Imaging elemental events of store-operated Ca(2+) entry in invading cancer cells with plasmalemmal targeted sensors #MMPMID30814332
Lu F; Sun J; Zheng Q; Li J; Hu Y; Yu P; He H; Zhao Y; Wang X; Yang S; Cheng H
J Cell Sci 2019[Mar]; 132 (6): ? PMID30814332show ga
STIM1- and Orai1-mediated store-operated Ca(2+) entry (SOCE) constitutes the major Ca(2+) influx in almost all electrically non-excitable cells. However, little is known about the spatiotemporal organization at the elementary level. Here, we developed Orai1-tethered or palmitoylated biosensor GCaMP6f to report subplasmalemmal Ca(2+) signals. We visualized spontaneous discrete and long-lasting transients ('Ca(2+) glows') arising from STIM1-Orai1 in invading melanoma cells. Ca(2+) glows occurred preferentially in single invadopodia and at sites near the cell periphery under resting conditions.
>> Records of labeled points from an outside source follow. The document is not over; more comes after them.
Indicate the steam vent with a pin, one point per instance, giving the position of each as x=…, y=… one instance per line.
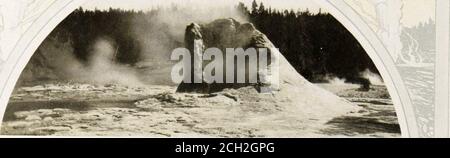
x=294, y=91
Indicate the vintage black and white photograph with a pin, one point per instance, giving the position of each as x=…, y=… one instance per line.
x=113, y=68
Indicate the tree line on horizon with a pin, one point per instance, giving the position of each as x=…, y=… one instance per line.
x=316, y=44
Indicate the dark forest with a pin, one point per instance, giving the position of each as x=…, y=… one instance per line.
x=316, y=44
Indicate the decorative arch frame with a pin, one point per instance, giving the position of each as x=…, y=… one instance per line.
x=50, y=17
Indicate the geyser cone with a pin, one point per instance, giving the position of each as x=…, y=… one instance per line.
x=294, y=93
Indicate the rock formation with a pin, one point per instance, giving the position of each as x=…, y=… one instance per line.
x=294, y=91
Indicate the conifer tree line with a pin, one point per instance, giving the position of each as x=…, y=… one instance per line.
x=316, y=44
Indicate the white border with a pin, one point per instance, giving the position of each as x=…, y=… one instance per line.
x=339, y=9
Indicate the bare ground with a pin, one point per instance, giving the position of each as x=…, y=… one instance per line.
x=73, y=109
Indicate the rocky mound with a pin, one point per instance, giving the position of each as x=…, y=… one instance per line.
x=294, y=91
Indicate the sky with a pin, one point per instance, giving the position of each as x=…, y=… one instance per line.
x=148, y=4
x=414, y=11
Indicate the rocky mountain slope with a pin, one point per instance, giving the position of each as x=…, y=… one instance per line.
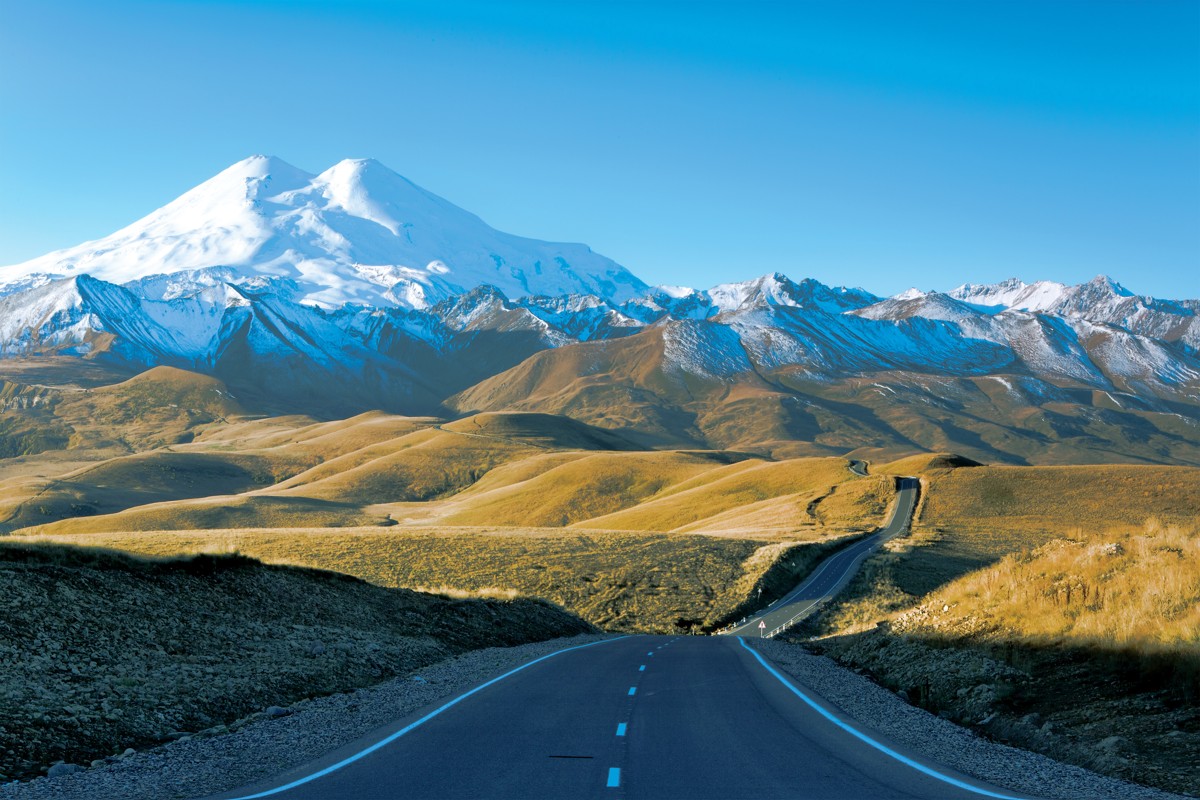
x=355, y=289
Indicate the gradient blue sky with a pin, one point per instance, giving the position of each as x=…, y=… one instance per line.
x=874, y=144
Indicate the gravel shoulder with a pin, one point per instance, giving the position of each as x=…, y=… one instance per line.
x=945, y=741
x=309, y=729
x=204, y=765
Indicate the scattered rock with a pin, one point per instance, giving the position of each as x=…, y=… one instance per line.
x=1114, y=745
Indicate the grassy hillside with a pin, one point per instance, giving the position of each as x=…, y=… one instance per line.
x=719, y=491
x=1041, y=606
x=105, y=651
x=616, y=579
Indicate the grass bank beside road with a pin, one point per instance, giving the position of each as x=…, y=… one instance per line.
x=1035, y=605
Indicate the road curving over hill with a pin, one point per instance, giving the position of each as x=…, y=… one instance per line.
x=631, y=717
x=832, y=575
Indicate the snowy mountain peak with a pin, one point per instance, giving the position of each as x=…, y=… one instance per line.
x=1012, y=294
x=357, y=234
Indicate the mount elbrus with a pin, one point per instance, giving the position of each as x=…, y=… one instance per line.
x=355, y=289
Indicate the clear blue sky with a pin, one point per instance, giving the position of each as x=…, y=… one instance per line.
x=875, y=144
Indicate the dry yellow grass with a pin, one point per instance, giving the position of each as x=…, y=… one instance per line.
x=1139, y=588
x=1050, y=499
x=617, y=579
x=719, y=491
x=973, y=517
x=216, y=512
x=583, y=487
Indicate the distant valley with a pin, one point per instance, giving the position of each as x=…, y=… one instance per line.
x=357, y=290
x=282, y=372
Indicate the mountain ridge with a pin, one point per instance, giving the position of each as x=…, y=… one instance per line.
x=293, y=319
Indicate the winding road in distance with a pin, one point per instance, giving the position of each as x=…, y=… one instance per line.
x=832, y=575
x=639, y=716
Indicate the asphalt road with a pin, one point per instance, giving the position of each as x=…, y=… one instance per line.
x=642, y=716
x=831, y=575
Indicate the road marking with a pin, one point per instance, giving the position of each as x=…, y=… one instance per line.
x=858, y=734
x=413, y=726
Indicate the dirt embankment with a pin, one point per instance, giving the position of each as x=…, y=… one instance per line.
x=103, y=651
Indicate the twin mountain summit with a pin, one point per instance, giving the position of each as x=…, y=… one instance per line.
x=357, y=289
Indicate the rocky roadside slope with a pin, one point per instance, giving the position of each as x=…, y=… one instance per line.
x=267, y=745
x=102, y=653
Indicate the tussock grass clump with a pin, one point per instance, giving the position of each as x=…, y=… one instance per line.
x=1135, y=590
x=1087, y=638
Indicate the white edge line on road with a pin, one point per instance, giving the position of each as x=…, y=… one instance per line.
x=790, y=599
x=388, y=740
x=863, y=737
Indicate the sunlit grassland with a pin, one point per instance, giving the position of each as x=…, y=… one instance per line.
x=617, y=579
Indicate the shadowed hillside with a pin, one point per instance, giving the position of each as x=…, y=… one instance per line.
x=193, y=644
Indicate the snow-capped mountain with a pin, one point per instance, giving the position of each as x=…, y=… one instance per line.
x=355, y=289
x=358, y=233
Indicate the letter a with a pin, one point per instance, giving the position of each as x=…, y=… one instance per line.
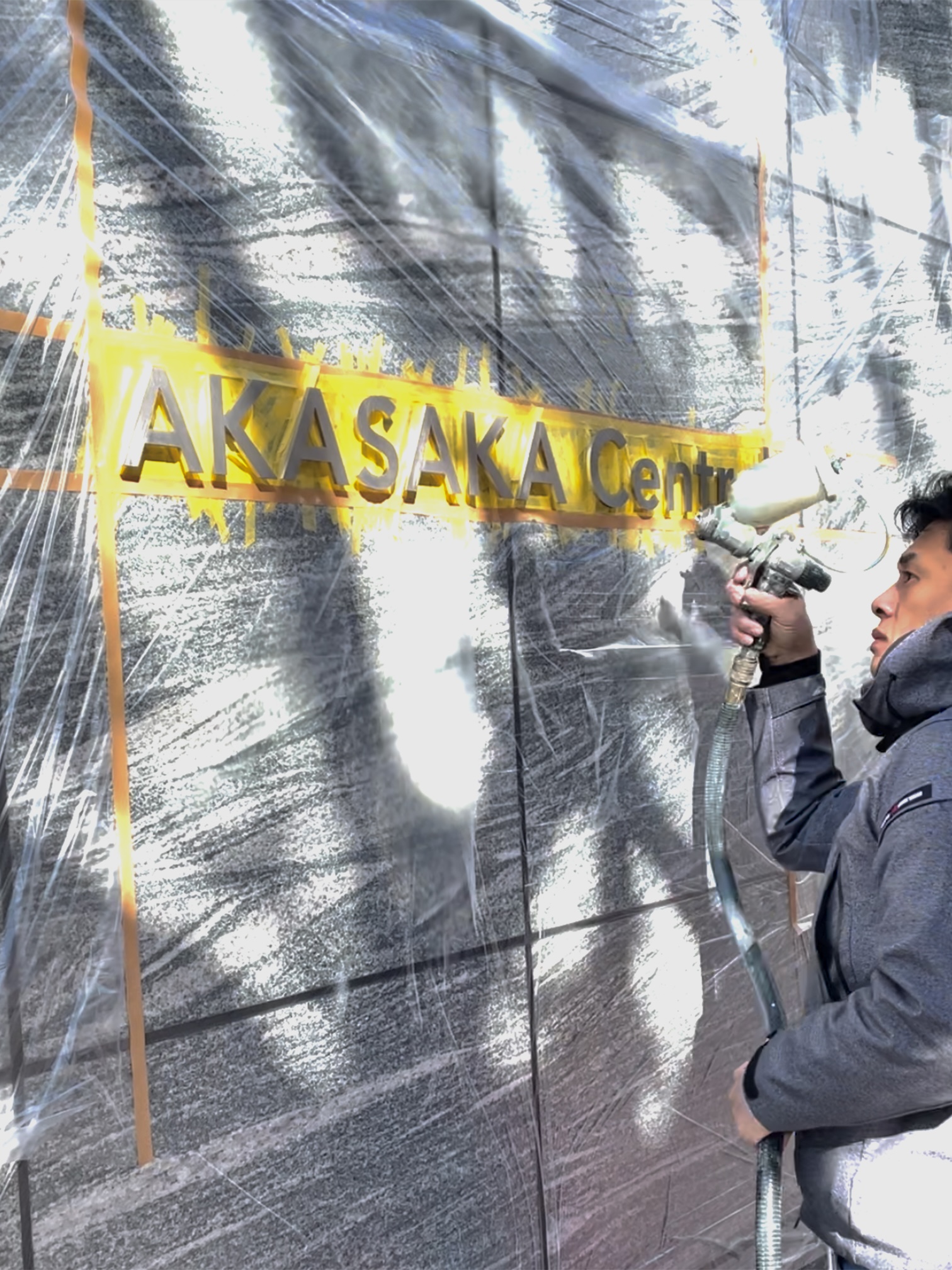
x=314, y=409
x=547, y=475
x=432, y=430
x=478, y=456
x=226, y=427
x=169, y=445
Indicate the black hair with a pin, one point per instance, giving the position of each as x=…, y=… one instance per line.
x=927, y=503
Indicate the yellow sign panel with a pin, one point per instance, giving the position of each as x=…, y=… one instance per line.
x=183, y=418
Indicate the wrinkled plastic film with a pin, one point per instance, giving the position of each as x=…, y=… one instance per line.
x=411, y=856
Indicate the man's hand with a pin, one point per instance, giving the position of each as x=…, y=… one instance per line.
x=744, y=1119
x=791, y=636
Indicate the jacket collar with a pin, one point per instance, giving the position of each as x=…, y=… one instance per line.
x=912, y=684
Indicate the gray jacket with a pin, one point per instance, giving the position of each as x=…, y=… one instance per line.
x=864, y=1078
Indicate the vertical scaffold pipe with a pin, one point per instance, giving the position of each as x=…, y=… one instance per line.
x=771, y=1148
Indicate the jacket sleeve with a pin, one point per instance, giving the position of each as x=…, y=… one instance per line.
x=802, y=796
x=887, y=1051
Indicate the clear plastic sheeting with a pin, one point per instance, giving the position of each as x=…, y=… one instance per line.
x=352, y=877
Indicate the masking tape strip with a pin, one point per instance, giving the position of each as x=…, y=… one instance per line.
x=42, y=327
x=107, y=507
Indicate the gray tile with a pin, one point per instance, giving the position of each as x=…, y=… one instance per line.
x=615, y=741
x=45, y=404
x=635, y=307
x=642, y=1024
x=309, y=729
x=874, y=331
x=311, y=210
x=11, y=1237
x=391, y=1126
x=630, y=248
x=871, y=102
x=38, y=243
x=52, y=680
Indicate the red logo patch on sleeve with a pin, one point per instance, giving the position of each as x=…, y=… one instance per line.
x=909, y=801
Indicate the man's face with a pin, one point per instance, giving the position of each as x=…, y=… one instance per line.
x=923, y=590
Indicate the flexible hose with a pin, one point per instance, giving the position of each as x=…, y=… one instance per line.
x=769, y=1151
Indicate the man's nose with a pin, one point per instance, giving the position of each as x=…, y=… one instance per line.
x=884, y=605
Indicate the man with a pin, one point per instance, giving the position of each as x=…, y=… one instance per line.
x=864, y=1078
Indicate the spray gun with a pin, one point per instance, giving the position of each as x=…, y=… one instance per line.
x=747, y=527
x=777, y=561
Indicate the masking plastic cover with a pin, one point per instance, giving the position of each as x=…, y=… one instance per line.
x=354, y=901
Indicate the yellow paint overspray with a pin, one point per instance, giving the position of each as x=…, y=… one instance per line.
x=269, y=427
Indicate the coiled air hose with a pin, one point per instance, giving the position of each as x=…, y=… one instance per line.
x=769, y=1150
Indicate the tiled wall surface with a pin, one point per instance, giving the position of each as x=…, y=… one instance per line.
x=432, y=968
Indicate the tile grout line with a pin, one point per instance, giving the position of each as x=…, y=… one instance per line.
x=262, y=1009
x=528, y=936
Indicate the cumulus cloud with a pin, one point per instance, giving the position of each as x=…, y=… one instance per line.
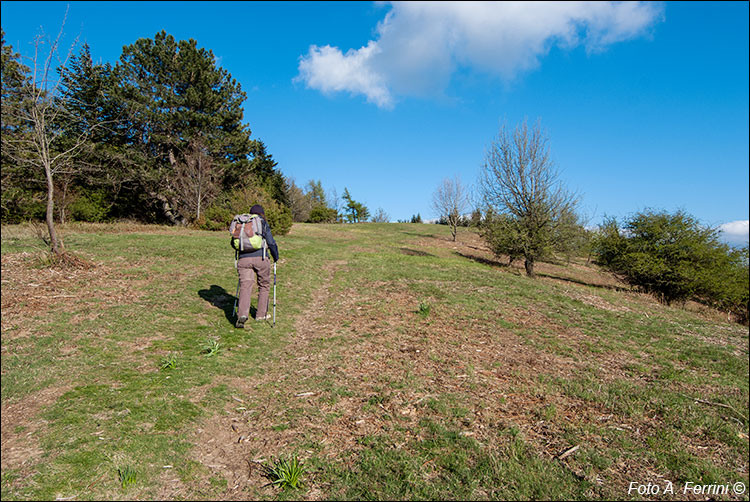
x=736, y=232
x=419, y=45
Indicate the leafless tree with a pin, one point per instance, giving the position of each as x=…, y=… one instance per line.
x=42, y=111
x=450, y=201
x=520, y=180
x=195, y=182
x=381, y=216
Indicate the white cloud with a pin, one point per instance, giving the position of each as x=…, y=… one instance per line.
x=736, y=232
x=419, y=45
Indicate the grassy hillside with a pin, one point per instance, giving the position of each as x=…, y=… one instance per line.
x=402, y=366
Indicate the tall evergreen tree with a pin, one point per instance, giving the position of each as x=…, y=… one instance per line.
x=175, y=93
x=22, y=187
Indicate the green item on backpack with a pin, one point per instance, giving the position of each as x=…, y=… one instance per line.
x=247, y=232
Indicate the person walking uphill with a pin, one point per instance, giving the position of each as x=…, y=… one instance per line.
x=254, y=264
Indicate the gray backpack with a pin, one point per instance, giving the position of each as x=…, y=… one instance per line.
x=247, y=232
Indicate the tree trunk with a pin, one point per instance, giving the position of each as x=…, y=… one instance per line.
x=55, y=243
x=529, y=264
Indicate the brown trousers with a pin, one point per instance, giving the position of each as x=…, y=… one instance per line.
x=250, y=268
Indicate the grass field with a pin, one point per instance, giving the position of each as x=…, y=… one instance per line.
x=402, y=366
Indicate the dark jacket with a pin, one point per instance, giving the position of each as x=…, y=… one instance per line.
x=270, y=242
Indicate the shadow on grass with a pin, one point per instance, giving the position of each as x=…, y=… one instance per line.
x=221, y=299
x=414, y=252
x=482, y=260
x=584, y=283
x=495, y=263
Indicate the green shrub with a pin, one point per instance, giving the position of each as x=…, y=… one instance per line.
x=676, y=259
x=322, y=214
x=91, y=205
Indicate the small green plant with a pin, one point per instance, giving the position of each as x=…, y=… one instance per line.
x=285, y=473
x=127, y=475
x=169, y=362
x=211, y=348
x=424, y=309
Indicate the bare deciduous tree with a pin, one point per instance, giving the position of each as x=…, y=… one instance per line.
x=451, y=201
x=520, y=180
x=42, y=111
x=195, y=182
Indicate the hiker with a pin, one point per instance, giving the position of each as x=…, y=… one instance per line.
x=252, y=263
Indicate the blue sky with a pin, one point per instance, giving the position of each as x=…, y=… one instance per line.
x=645, y=104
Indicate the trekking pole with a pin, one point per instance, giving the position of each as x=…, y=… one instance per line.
x=236, y=297
x=274, y=294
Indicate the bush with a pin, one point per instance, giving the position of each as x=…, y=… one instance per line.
x=676, y=259
x=323, y=214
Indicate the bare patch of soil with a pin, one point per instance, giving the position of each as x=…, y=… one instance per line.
x=372, y=359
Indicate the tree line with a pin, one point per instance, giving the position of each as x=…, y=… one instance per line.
x=157, y=137
x=524, y=211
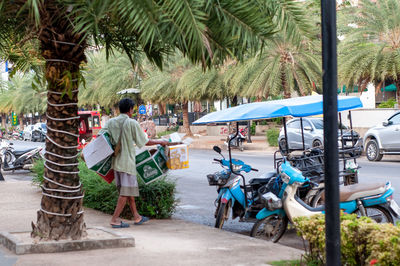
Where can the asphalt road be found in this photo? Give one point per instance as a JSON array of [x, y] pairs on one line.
[[196, 197]]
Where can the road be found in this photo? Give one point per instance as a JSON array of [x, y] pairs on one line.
[[196, 198]]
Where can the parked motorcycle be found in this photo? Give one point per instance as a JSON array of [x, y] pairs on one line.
[[233, 195], [38, 135], [11, 159], [372, 200], [17, 135]]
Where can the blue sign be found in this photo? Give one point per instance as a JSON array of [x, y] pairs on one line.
[[142, 110]]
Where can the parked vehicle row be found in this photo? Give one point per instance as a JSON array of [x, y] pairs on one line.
[[313, 132], [12, 159], [36, 132], [276, 198]]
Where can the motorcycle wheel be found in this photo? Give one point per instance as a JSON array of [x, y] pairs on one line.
[[377, 213], [271, 228], [222, 215], [8, 157]]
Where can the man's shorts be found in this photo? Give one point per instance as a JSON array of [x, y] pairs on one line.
[[126, 184]]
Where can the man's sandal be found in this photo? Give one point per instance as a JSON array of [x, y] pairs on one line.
[[121, 225], [142, 221]]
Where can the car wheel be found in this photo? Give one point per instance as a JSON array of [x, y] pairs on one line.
[[372, 151], [317, 143]]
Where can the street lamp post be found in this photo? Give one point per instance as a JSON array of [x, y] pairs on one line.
[[331, 157]]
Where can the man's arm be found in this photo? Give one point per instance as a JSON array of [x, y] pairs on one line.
[[152, 142]]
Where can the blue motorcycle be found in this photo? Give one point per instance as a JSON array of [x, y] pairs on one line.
[[243, 200], [282, 205]]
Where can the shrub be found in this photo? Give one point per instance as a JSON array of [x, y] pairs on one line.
[[388, 104], [363, 242], [156, 199], [272, 137]]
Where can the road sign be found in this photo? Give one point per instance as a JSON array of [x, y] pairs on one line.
[[14, 119], [142, 109]]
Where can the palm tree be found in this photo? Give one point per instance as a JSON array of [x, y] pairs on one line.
[[290, 61], [370, 51], [285, 66], [181, 82], [106, 76], [204, 31]]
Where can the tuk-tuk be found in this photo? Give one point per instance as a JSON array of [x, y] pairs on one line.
[[89, 126]]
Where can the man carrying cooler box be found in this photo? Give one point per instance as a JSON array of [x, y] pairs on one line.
[[127, 131]]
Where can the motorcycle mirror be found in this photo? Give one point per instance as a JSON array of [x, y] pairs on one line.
[[217, 149]]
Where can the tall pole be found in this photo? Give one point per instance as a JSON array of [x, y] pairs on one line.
[[331, 156]]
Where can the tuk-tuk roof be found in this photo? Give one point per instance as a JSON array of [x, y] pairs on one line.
[[296, 107]]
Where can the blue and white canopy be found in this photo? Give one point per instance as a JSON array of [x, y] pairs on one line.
[[296, 107]]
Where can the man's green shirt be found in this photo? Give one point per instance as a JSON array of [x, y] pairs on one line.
[[131, 134]]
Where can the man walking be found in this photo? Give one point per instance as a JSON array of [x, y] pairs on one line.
[[127, 131]]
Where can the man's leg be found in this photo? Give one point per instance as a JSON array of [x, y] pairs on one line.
[[132, 205], [120, 206]]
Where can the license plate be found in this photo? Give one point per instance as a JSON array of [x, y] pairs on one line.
[[395, 207]]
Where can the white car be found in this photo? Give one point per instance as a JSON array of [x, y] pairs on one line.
[[27, 135], [383, 139]]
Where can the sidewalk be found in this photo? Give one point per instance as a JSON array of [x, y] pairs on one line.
[[259, 143], [159, 242]]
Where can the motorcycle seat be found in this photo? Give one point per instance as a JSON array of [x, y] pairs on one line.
[[19, 153], [356, 191], [263, 179]]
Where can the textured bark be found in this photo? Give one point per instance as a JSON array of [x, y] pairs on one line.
[[398, 91], [63, 51], [3, 121], [286, 90], [186, 126]]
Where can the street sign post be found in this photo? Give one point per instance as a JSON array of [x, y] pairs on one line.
[[142, 109], [331, 155], [14, 119]]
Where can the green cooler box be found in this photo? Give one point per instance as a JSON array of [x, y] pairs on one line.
[[151, 164]]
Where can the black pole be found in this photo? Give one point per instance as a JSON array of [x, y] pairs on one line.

Re-addition of external Ca(2+) after store depletion elicited spatially synchronous Ca(2+) glows, followed by high-rate discharge of asynchronous local events. Knockout of STIM1 or expression of the dominant-negative Orai1-E106A mutant markedly decreased Ca(2+) glow frequency, diminished global SOCE and attenuated invadopodial formation. Functionally, invadopodial Ca(2+) glows provided high Ca(2+) microdomains to locally activate Ca(2+)/calmodulin-dependent Pyk2 (also known as PTK2B), which initiates the SOCE-Pyk2-Src signaling cascade required for invasion. Overall, the discovery of elemental Ca(2+) signals of SOCE not only unveils a previously unappreciated gating mode of STIM1-Orai1 channels in situ, but also underscores a critical role of the spatiotemporal dynamics of SOCE in orchestrating complex cell behaviors such as invasion. This article has an associated First Person interview with the first author of the paper.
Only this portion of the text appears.